Margarete Schütte-Lihotzky: Küche in ihrer Wiener Wohnung rekonstruiert

Von außen sieht man dem hellgrauen Haus in der Franzensgasse in Wien-Margareten nicht an, dass es ein Architekturjuwel beherbergt.  Von 1970 bis zu ihrem Tod im Jahr 2000 lebte hier die Wiener Architektin Margarete Schütte-Lihotzky. Ihre heute denkmalgeschützte Wohnung, die sie nach eigenen Entwürfen gestaltete, ist seit zwei Jahren als Wohnungsmuseum zu besichtigen. Und das seit Mittwoch auch in seiner Gesamtheit: Denn nun wurde auch die Küche der Architektin originalgetreu rekonstruiert, so wie sie die Vordenkerin selbst geplant und verwendet hat. 

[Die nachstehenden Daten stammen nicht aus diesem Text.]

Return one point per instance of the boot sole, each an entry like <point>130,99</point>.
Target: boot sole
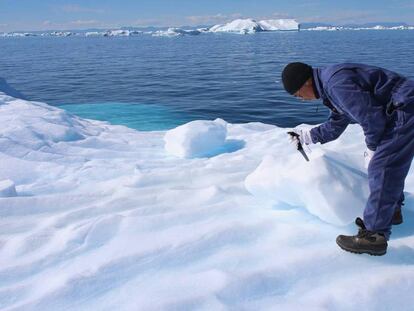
<point>362,251</point>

In satten Farben leuchtet der knapp fünf Quadratmeter große Raum seinen Besuchern entgegen, die Fronten in warmem Grün finden ihren Kontrapunkt in dunkelorangen Arabeskenfliesen, der weißen Arbeitsplatte und den lärchenholzfurnierten Oberschränken. Ein großes Fenster gibt den Blick auf die Terrasse und die dahinter liegenden Dächer von Margareten frei, eine Durchreiche öffnet sich seitlich in den Wohn- und Essbereich. "Die Küche steht in direkter Verbindung mit den Essplätzen in der Wohnung und auf der Terrasse", erklärt Christine Zwingl, Architektin und Leiterin des Margarete Schütte-Lihotzky Zentrums.

Frankfurter Elemente

Diese kurzen Wege und durchdachten Abläufe stehen in der Tradition des Entwurfs, für den die ehemalige Mitarbeiterin von Adolf Loos international berühmt wurde: die Frankfurter Küche, die sie 1926 entwarf und die als Prototyp der heutigen Einbauküche gilt. Der damals revolutionäre Ansatz der Wienerin: die Rationalisierung der Hausarbeit. Die zunehmend berufstätigen Frauen sollten durch die Optimierung der Arbeitsabläufe weniger Zeit für Haushalt und Küche aufwenden müssen und dadurch mehr Zeit für andere Dinge gewinnen. 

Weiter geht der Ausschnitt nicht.